Je remercie ceux et celles qui me font l’honneur de m’accorder le prix René-Chaloult. Un geste d’autant plus apprécié que j’ai eu le privilège de connaître celui dont ce prix honore la mémoire. Il faisait partie d’une équipe dynamique d’hommes politiques réformateurs qui avaient décidé, dans les années 1935-36, de mettre fin à la grande noirceur libérale maintenue en place par Alexandre Taschereau. Parmi eux se distinguaient Paul Gouin, Philippe Hamel, J.E.Grégoire, Oscar Drouin. Des porteurs d’espoir qui proposaient un programme électoral inspiré par l’Ecole sociale populaire et où il était question de nationalisation des compagnies hydro-électriques, d’assainissement des mœurs politiques, des conditions de vie des travailleurs, de développement agricole.
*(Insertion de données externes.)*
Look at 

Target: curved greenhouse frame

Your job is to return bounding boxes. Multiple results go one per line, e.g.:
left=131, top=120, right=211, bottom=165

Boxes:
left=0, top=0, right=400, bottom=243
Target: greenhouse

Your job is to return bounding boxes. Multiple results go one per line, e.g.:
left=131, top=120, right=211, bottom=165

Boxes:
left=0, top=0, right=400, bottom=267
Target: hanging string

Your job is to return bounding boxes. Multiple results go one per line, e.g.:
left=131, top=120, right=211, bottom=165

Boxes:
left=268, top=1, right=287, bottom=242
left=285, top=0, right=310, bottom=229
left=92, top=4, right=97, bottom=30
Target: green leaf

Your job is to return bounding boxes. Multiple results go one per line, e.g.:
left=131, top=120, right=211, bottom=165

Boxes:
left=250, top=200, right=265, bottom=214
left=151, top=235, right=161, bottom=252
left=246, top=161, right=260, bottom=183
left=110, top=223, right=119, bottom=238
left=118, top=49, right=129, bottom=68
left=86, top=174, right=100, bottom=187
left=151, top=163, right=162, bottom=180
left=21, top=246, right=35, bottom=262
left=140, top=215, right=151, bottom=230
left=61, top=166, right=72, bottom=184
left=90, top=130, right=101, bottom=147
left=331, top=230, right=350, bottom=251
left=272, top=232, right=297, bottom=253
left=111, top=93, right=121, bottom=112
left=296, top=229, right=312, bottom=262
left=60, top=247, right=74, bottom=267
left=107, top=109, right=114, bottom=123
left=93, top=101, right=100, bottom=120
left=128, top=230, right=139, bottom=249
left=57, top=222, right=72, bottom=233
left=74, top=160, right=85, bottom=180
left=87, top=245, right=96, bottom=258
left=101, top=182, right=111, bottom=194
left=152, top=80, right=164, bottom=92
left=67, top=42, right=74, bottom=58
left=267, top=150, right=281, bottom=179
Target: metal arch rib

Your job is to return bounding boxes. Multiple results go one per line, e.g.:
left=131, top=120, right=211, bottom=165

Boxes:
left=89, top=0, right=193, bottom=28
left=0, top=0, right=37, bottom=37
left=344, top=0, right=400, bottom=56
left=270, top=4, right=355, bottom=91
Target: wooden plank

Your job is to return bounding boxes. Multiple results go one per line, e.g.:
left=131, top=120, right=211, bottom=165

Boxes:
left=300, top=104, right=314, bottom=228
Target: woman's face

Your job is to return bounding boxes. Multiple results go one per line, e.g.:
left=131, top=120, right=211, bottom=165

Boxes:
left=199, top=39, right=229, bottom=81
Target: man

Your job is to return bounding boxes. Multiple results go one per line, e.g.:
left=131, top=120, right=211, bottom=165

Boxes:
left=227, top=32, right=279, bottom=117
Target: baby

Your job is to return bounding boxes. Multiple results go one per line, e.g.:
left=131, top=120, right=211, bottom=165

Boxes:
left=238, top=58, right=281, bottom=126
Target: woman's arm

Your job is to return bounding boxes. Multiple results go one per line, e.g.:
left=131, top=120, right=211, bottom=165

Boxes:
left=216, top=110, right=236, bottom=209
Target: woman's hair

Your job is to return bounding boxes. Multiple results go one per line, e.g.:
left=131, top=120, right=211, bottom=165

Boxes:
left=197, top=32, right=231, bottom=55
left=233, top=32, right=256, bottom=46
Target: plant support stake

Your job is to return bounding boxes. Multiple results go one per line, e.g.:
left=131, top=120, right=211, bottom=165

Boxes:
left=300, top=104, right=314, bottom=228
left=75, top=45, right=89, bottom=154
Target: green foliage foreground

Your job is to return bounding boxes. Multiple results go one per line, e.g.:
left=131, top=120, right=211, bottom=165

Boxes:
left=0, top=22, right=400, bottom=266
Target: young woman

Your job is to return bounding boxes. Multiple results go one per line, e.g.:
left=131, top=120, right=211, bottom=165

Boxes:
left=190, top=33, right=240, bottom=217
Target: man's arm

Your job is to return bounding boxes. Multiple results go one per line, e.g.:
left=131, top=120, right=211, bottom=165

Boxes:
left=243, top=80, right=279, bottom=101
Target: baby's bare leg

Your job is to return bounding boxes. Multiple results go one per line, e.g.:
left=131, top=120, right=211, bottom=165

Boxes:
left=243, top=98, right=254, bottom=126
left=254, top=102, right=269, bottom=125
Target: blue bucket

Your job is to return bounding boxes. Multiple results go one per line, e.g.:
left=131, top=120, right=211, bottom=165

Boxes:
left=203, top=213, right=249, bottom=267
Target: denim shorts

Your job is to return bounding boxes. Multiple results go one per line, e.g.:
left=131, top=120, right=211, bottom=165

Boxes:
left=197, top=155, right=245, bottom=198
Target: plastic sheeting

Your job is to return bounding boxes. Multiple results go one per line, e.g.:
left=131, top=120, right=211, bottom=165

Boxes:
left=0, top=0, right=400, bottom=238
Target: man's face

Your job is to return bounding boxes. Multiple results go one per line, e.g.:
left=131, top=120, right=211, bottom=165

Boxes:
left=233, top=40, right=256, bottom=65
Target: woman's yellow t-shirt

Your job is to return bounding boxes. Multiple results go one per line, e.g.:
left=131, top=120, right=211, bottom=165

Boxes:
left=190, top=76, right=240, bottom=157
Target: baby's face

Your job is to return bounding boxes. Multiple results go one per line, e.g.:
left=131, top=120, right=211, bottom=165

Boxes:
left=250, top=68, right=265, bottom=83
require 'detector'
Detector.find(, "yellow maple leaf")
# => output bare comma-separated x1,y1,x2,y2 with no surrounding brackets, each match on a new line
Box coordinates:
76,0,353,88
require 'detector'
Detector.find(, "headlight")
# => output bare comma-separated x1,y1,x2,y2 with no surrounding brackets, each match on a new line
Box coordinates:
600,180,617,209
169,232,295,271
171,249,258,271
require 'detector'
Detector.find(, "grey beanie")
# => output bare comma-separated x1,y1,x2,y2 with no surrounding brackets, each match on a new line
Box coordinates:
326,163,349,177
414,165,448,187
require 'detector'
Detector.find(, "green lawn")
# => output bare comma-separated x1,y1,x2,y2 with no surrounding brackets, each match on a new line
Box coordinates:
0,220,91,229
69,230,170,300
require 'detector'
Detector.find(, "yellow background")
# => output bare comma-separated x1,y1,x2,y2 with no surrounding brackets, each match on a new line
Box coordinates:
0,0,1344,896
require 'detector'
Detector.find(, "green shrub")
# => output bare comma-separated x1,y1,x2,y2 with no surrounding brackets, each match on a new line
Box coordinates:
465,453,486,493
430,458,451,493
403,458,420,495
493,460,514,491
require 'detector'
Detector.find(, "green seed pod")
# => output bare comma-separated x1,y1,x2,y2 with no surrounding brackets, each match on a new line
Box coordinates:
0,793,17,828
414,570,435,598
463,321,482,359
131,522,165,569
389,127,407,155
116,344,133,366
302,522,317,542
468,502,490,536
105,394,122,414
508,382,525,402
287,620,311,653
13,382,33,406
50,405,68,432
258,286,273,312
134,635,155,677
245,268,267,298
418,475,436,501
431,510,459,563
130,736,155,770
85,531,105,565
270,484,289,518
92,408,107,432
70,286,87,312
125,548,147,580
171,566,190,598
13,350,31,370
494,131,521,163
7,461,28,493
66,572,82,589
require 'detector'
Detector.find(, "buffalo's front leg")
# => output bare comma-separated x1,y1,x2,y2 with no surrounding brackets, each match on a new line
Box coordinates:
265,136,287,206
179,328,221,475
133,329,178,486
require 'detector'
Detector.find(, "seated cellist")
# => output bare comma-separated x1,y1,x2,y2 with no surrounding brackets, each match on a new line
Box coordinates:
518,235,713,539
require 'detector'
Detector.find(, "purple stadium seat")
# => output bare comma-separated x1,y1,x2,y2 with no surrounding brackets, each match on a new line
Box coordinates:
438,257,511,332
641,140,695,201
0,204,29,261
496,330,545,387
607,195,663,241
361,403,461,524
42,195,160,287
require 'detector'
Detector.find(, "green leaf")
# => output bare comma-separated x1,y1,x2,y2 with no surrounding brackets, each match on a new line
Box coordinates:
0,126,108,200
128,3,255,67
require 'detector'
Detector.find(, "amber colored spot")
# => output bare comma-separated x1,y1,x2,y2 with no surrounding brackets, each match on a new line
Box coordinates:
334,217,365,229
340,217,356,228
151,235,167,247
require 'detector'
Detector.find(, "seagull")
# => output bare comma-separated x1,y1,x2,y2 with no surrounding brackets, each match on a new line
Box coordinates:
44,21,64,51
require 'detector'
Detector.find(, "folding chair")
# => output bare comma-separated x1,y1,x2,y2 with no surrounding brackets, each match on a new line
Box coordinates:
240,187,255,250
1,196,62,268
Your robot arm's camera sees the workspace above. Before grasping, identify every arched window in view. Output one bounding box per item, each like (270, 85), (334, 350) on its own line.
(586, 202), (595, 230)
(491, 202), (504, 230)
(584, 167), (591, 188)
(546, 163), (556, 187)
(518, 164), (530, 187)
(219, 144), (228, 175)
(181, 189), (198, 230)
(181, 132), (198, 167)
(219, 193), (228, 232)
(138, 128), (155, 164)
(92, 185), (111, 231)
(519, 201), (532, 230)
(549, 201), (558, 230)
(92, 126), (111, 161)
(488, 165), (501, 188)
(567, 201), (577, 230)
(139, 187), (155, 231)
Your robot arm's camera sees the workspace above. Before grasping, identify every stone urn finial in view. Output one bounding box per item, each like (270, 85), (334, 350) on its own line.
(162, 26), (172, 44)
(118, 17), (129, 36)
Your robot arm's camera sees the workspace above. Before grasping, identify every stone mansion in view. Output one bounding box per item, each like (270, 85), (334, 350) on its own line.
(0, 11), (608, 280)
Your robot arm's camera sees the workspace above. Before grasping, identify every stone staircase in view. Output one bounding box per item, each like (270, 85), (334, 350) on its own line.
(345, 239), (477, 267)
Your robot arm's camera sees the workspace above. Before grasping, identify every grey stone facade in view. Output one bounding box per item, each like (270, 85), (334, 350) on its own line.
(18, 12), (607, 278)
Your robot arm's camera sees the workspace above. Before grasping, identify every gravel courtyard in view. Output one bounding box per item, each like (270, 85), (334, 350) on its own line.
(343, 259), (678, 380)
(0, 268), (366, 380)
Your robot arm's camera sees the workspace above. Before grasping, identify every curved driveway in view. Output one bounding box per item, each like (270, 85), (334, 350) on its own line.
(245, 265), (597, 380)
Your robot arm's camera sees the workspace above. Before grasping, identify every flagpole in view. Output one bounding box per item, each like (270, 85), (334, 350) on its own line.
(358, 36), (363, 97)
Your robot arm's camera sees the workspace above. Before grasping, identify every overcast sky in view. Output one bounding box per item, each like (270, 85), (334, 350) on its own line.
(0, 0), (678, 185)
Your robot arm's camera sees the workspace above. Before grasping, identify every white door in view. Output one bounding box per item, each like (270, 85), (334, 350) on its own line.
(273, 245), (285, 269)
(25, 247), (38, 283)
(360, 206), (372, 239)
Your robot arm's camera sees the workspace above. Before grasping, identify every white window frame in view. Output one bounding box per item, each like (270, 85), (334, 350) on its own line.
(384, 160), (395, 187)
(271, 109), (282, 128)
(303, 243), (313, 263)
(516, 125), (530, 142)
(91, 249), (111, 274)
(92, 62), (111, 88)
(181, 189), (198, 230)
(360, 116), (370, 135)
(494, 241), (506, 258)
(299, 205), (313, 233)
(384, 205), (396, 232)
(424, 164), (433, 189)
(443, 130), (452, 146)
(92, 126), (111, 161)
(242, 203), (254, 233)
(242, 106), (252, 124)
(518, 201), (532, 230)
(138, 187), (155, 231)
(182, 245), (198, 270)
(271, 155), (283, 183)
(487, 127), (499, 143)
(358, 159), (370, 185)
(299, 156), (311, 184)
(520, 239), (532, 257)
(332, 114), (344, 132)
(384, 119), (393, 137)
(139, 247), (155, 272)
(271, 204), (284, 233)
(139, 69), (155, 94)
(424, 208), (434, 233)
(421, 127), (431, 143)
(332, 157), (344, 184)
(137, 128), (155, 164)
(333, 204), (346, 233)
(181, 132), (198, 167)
On discutait beaucoup de politique à la maison et René Chaloult faisait partie de nos idoles. Lors de la victoire de l’Union nationale, en 1936, il fut élu député de Kamouraska. Réélu dans Lotbinière en 1939, il le fut de nouveau en 1944, dans le comté de Québec. Le défilé de la victoire, une tradition à l’époque, se termina au parc du Pont de Québec, non loin de la résidence de mes parents. Ce fut pour moi la première occasion de le rencontrer.

Fervent nationaliste, René Chaloult, qui jouissait de l’appui de Lionel Groulx, fut l’un des animateurs d’un vaste mouvement populaire qui aboutit à l’adoption du fleurdelisé. Au moment où il se préparait à présenter une motion en ce sens à l’Assemblée législative, le premier ministre Duplessis le prit de court en émettant une déclaration parlementaire qui faisait du fleurdelisé le drapeau officiel du Québec. C’était le 21 janvier 1948.

Quelques années plus tard, j’ai eu l’occasion de revoir René Chaloult et d’échanger avec lui au sujet de son expérience politique. Il m’a appris beaucoup de choses. M’est resté le souvenir d’un homme politique lucide, droit, désintéressé, rêvant de faire du Québec un vrai pays. Il fut à son époque et à sa manière un pionnier de la souveraineté québécoise.

Recevoir le prix René- Chaloult, c’est donc pour moi un grand honneur. Pour cela je dis un gros merci à ceux et celles qui m’ont attribué ce prix.